The other interpretation that can be put on the argument is surely that the commission have in some way or other assembled a body of evidence and statistics which show that these various authorities and bodies, when they have been considering candidates for membership, have come to the conclusion that there has been no discrimination, or at any rate the commission have been able to find out how these various bodies have interpreted their duty under the section. But how could they have done? The proceedings before authorities and bodies of this kind, who are under a statutory duty to see whether a candidate is a man of good character, are, by their nature, wholly confidential. The Equal Opportunities Commission is not privy to what takes place on these occasions. It does not know, and there is no way in which it can assemble any statistics. I suggest that for the commission to say that in its experience Section 13(2) of the Sex Discrimination Act has not had such far-reaching and dramatic effects is really unsupported by any kind of evidence.

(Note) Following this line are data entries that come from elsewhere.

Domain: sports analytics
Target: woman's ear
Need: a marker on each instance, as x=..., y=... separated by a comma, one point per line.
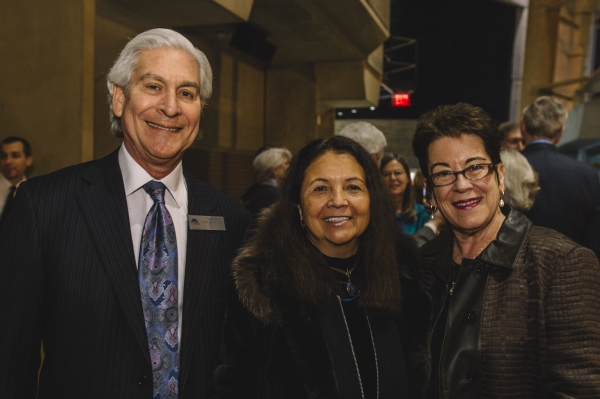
x=430, y=194
x=500, y=170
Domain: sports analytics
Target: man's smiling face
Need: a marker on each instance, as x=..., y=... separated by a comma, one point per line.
x=160, y=113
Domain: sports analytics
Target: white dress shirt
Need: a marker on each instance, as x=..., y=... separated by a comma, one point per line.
x=139, y=203
x=5, y=186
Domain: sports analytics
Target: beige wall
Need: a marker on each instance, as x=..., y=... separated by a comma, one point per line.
x=110, y=38
x=291, y=107
x=43, y=97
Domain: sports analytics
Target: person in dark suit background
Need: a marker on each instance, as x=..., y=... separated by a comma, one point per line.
x=71, y=245
x=15, y=159
x=569, y=196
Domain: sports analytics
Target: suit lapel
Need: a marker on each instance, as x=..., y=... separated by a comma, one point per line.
x=101, y=199
x=202, y=246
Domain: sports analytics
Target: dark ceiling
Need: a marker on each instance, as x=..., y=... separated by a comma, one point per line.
x=464, y=55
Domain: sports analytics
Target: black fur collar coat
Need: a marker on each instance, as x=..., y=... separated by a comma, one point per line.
x=273, y=346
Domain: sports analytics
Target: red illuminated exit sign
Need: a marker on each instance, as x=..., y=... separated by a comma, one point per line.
x=401, y=100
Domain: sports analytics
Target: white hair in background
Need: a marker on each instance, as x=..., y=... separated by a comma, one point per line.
x=126, y=64
x=266, y=161
x=545, y=117
x=365, y=134
x=520, y=180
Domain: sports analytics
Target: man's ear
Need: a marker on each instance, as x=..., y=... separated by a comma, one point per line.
x=556, y=139
x=118, y=101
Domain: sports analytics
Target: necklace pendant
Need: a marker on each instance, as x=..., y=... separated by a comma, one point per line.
x=350, y=288
x=452, y=288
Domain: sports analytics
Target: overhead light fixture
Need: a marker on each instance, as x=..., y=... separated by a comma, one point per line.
x=401, y=100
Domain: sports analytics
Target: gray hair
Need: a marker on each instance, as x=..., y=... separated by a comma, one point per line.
x=127, y=63
x=507, y=127
x=520, y=180
x=268, y=159
x=545, y=117
x=367, y=135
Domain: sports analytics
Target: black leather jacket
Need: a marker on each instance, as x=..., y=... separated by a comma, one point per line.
x=459, y=366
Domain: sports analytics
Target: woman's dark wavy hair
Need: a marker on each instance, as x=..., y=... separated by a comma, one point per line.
x=454, y=121
x=295, y=266
x=408, y=198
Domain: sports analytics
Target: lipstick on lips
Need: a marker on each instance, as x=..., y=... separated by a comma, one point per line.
x=337, y=219
x=467, y=203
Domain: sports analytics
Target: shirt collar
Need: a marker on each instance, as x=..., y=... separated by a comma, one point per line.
x=134, y=177
x=5, y=182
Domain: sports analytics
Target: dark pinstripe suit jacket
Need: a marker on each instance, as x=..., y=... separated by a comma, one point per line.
x=69, y=278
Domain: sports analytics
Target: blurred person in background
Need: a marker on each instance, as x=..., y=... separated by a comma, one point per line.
x=569, y=197
x=512, y=302
x=520, y=180
x=367, y=135
x=269, y=166
x=330, y=307
x=511, y=136
x=15, y=159
x=410, y=215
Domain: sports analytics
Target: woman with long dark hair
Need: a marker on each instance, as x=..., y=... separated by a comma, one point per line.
x=328, y=302
x=410, y=215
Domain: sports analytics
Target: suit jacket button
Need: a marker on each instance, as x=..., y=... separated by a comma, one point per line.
x=471, y=375
x=472, y=316
x=143, y=380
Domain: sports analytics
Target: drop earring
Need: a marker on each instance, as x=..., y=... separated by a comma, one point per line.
x=433, y=211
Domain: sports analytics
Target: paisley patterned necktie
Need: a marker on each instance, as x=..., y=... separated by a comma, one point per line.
x=157, y=274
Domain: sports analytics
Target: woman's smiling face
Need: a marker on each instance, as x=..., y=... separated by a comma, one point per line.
x=467, y=205
x=335, y=204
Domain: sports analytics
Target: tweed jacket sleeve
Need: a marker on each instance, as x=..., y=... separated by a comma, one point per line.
x=572, y=306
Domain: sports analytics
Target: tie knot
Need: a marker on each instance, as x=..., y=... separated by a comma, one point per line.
x=156, y=190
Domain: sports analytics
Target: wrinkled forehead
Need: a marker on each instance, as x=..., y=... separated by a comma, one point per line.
x=14, y=147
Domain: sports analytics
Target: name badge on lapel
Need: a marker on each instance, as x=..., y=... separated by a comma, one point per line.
x=199, y=222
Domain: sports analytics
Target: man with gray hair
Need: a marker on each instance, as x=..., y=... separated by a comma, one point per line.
x=270, y=167
x=367, y=135
x=120, y=266
x=569, y=196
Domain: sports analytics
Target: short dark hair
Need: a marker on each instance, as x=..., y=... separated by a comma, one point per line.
x=454, y=121
x=14, y=139
x=408, y=199
x=385, y=252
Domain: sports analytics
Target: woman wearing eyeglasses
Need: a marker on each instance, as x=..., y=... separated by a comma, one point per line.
x=516, y=307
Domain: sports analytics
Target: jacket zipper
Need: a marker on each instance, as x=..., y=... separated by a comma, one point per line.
x=447, y=291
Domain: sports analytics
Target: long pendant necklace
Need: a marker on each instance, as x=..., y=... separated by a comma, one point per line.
x=350, y=287
x=455, y=280
x=362, y=392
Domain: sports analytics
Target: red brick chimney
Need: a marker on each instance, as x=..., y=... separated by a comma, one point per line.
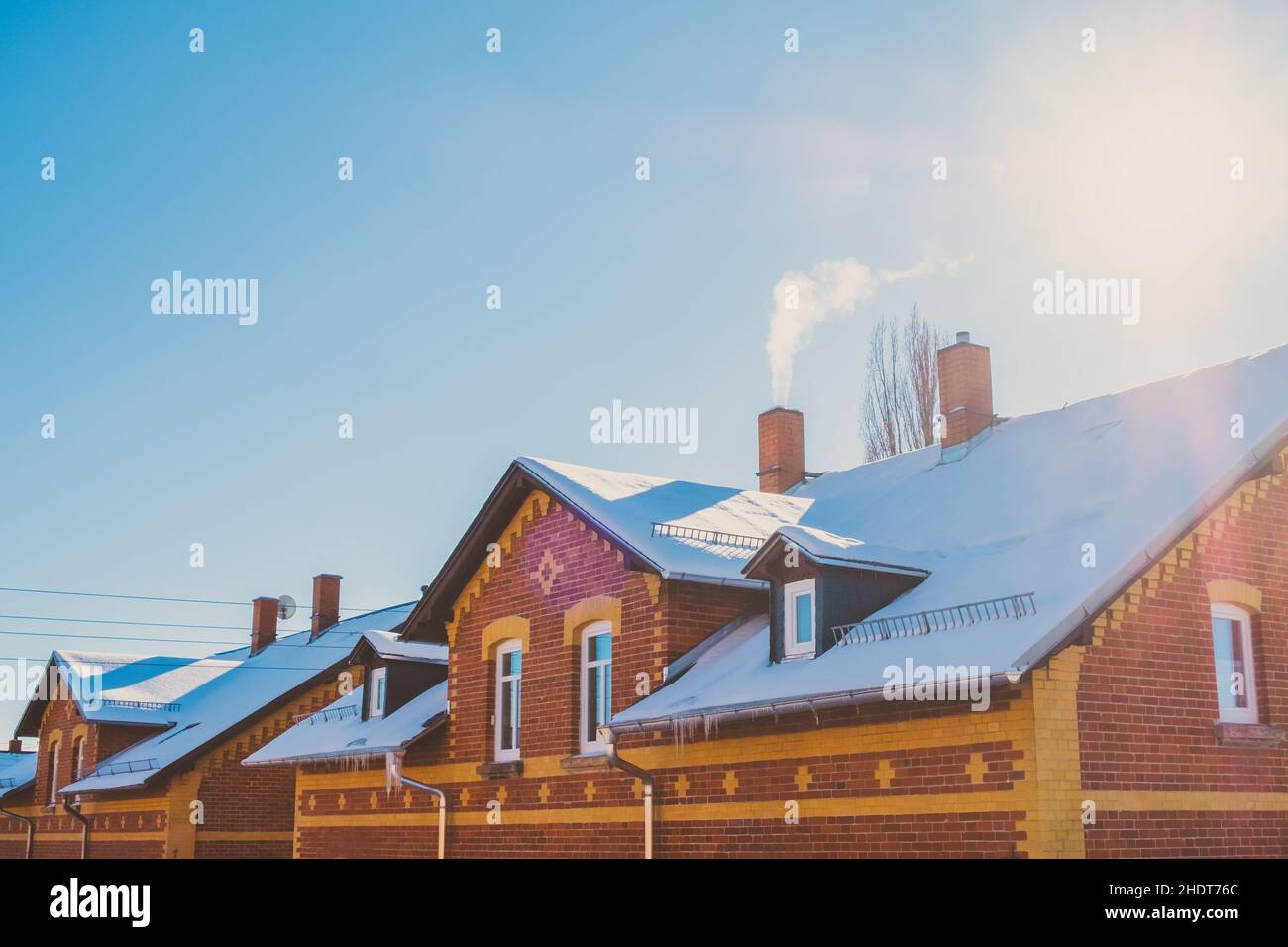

I conclude by saying that I very much hope that the Bill will receive its Second Reading. I very much hope that it will hurry through this House and get on to the statute book. I say that largely for the reason which I think the noble Lord, Lord Monson, mentioned towards the conclusion of his speech. If one, single individual has had his profession, trade or career irretrievably damaged by being regarded as a person of bad character because he has committed an act of dis crimination of this kind, I think that that is one occasion too many. I can see nothing but good if your Lordships' House will consent to the measure going forward to its further stages.

6.1 p.m.

Lord Beloff

My Lords, my interest in this matter is primarily as chairman of the Dicey Trust, a body which exists in order to promote the appreciation of the importance in our society of the rule of law. The rule of law requires that laws should be germane to their purpose, readily understood, and incapable of being used to perpetrate injustice. The noble Lord, Lord Monson, has shown beyond a peradventure that the subsection that we are discussing conforms to none of those desirable qualities. It is obscure. It is probably unenforceable, partly for the reason that the noble Lord, Lord Foot, gave, and if it stays on the statute book, it can do nothing but discredit the operation of the law.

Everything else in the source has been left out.